LOLLY WAS A LUMPY WOMAN WHO spoke too loudly and who wore too much lipstick. She entered the house and immediately spotted Edward sitting on the living-room couch.

“What’s this?” she said. She put down her suitcase and picked Edward up by one foot. She held him upside down.

“That’s Susanna,” said Nellie.

“Susanna!” shouted Lolly. She gave Edward a shake.

His dress was up over his head and he could see nothing. Already, he had formed a deep and abiding hatred for Lolly.

“Your father found her,” said Nellie. “She came up in a net and she didn’t have no clothes on her, so I made her some dresses.”

“Have you gone skivvy?” shouted Lolly. “Rabbits don’t need clothes.”

“Well,” said Nellie. Her voice shook. “This one seemed to.”

Lolly tossed Edward back on the couch. He landed face-down with his arms over his head and his dress still over his face, and he stayed that way through dinner.

“Why have you got out that old highchair?” shouted Lolly.

“Oh, don’t pay it no mind,” said Nellie. “Your father was just gluing on a missing piece, wasn’t you, Lawrence?”

“That’s right,” said Lawrence, without looking up from his plate.

Of course, after dinner Edward did not go outside and stand beneath the stars to have a smoke with Lawrence. And Nellie, for the first time since Edward had been with her, did not sing him a lullaby. In fact, Edward was ignored and forgotten about until the next morning, when Lolly picked him up again and pulled his dress down away from his face and stared him in the eye.

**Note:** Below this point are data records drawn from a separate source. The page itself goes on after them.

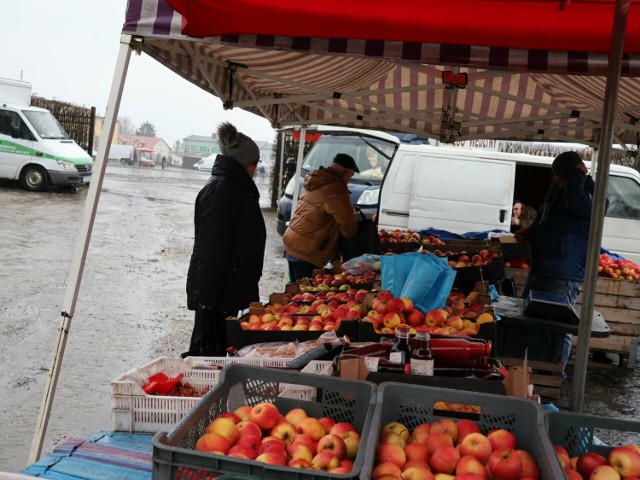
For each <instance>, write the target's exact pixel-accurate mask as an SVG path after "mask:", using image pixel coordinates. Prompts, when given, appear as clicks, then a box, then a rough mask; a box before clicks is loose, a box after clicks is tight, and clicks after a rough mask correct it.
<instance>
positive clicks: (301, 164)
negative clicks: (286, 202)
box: [291, 127, 307, 217]
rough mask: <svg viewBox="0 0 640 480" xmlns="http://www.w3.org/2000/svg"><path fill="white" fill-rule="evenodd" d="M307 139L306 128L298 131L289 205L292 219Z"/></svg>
mask: <svg viewBox="0 0 640 480" xmlns="http://www.w3.org/2000/svg"><path fill="white" fill-rule="evenodd" d="M306 137H307V127H302V128H301V129H300V143H299V144H298V160H297V162H296V175H295V177H294V178H295V183H294V184H293V203H292V204H291V216H292V217H293V214H294V212H295V211H296V205H297V204H298V197H299V196H300V173H301V172H302V158H303V157H304V142H305V140H306Z"/></svg>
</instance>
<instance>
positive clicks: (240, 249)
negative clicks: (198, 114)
mask: <svg viewBox="0 0 640 480" xmlns="http://www.w3.org/2000/svg"><path fill="white" fill-rule="evenodd" d="M194 224H195V238H194V245H193V253H192V255H191V261H190V263H189V273H188V275H187V305H188V307H189V308H190V309H191V310H195V309H196V307H197V306H198V303H201V304H202V305H206V306H210V307H213V310H214V311H216V312H231V311H238V310H241V309H244V308H247V307H248V306H249V303H250V302H253V301H258V300H260V296H259V292H258V283H259V281H260V277H261V276H262V264H263V259H264V248H265V243H266V238H267V233H266V228H265V224H264V218H263V216H262V211H261V210H260V194H259V192H258V187H256V184H255V183H254V182H253V180H252V179H251V177H250V176H249V175H248V174H247V171H246V170H245V169H244V168H243V167H242V166H241V165H240V164H239V163H238V162H237V161H236V160H235V159H233V158H231V157H227V156H224V155H218V156H217V157H216V160H215V162H214V164H213V168H212V169H211V178H210V179H209V181H208V182H207V184H206V185H205V186H204V187H203V188H202V190H200V193H198V197H197V198H196V204H195V215H194Z"/></svg>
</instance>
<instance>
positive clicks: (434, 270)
mask: <svg viewBox="0 0 640 480" xmlns="http://www.w3.org/2000/svg"><path fill="white" fill-rule="evenodd" d="M455 278H456V271H455V270H454V269H453V268H451V267H450V266H449V265H448V264H447V259H446V258H445V257H438V256H436V255H434V254H433V253H431V252H429V253H428V254H427V255H423V254H421V255H420V256H419V257H418V258H416V259H415V262H414V264H413V267H412V268H411V271H410V272H409V275H408V276H407V280H406V281H405V284H404V285H403V287H402V290H401V292H400V295H399V296H400V297H407V298H410V299H411V300H412V301H413V303H414V304H415V306H416V307H417V308H418V309H420V310H421V311H423V312H428V311H430V310H433V309H434V308H442V307H444V306H445V304H446V302H447V296H448V295H449V293H450V292H451V287H452V286H453V281H454V280H455ZM394 295H395V294H394Z"/></svg>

“Got the old folks bewitched, don’t you?” said Lolly. “I heard the talk in town. That they’ve been treating you like a rabbit child.”

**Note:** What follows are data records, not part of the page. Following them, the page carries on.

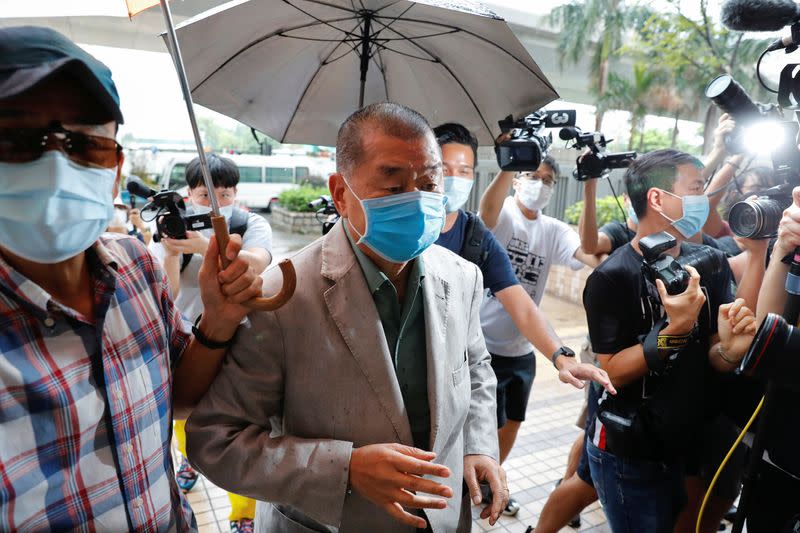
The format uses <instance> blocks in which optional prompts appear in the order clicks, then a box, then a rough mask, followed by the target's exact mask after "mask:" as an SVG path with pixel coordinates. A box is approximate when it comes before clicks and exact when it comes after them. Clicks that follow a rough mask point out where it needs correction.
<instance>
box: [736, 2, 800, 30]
mask: <svg viewBox="0 0 800 533" xmlns="http://www.w3.org/2000/svg"><path fill="white" fill-rule="evenodd" d="M798 20H800V7H798V5H797V4H795V3H794V2H793V1H792V0H728V1H727V2H725V4H724V5H723V6H722V24H724V25H725V27H726V28H728V29H731V30H737V31H778V30H780V29H781V28H783V27H785V26H788V25H789V24H793V23H794V22H797V21H798Z"/></svg>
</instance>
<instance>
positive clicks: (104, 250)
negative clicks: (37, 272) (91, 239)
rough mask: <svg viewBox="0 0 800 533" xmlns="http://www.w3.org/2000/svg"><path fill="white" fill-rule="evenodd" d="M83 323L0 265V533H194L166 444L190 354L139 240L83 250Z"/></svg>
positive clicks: (162, 276)
mask: <svg viewBox="0 0 800 533" xmlns="http://www.w3.org/2000/svg"><path fill="white" fill-rule="evenodd" d="M86 260H87V264H88V267H89V272H90V277H91V283H92V291H93V294H94V316H93V317H84V316H82V315H81V314H80V313H79V312H77V311H75V310H74V309H71V308H68V307H66V306H64V305H61V304H59V303H58V302H56V301H54V300H53V299H52V298H51V296H50V295H49V294H48V293H47V292H46V291H45V290H43V289H42V288H41V287H39V286H38V285H36V284H35V283H34V282H32V281H30V280H29V279H27V278H25V277H24V276H23V275H22V274H20V273H19V272H17V271H16V270H14V269H13V268H12V267H11V266H10V265H9V264H8V263H6V262H5V261H4V260H3V259H2V257H0V435H2V437H0V531H43V530H51V531H52V530H77V531H137V532H139V531H148V532H149V531H189V530H193V529H196V525H195V521H194V517H193V515H192V511H191V509H190V507H189V505H188V503H187V502H186V500H185V498H184V497H183V495H182V494H181V492H180V491H179V490H178V487H177V485H176V483H175V477H174V474H173V472H174V470H173V468H174V467H173V464H172V457H171V454H170V439H171V431H172V406H171V399H172V370H173V369H174V368H175V365H176V363H177V361H178V359H179V357H180V355H181V353H182V352H183V350H184V349H185V348H186V346H187V345H188V341H189V335H188V334H187V333H186V331H185V326H184V325H183V323H182V321H181V317H180V313H178V312H177V310H176V309H175V307H174V305H173V303H172V300H171V298H170V294H169V289H168V286H167V280H166V277H165V276H164V273H163V271H162V270H161V268H160V267H159V266H158V264H157V263H156V262H155V261H154V260H153V259H152V257H151V256H150V255H149V253H148V252H147V249H146V248H145V247H144V245H143V244H142V243H141V242H139V241H138V240H136V239H135V238H131V237H127V236H122V235H120V236H112V235H111V234H104V235H102V236H101V237H100V239H99V240H98V242H97V243H95V245H94V246H93V247H92V248H91V249H89V250H87V252H86Z"/></svg>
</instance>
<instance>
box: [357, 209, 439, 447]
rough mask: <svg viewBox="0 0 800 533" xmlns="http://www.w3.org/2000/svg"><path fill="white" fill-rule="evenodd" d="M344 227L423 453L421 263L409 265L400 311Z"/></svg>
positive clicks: (423, 331)
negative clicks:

Edward stared back at Lolly. Her lipstick was a bright and bloody red. He felt a cold breeze blow through the room.

Was a door open somewhere?

“Well, you don’t fool me,” she said. She gave him a shake. “We’ll be taking a trip together, you and me.”

Holding Edward by the ears, Lolly marched into the kitchen and shoved him face-down in the garbage can.

“Ma!” Lolly shouted. “I’m taking the truck. I’m going to head on out and do some errands.”

“Oh,” came Nellie’s tremulous voice, “that’s wonderful, dear. Goodbye, then.”

Goodbye, thought Edward as Lolly hauled the garbage can out to the truck.

“Goodbye,” Nellie called again, louder this time.

Edward felt a sharp pain somewhere deep inside his china chest.

For the first time, his heart called out to him.

It said two words: Nellie. Lawrence.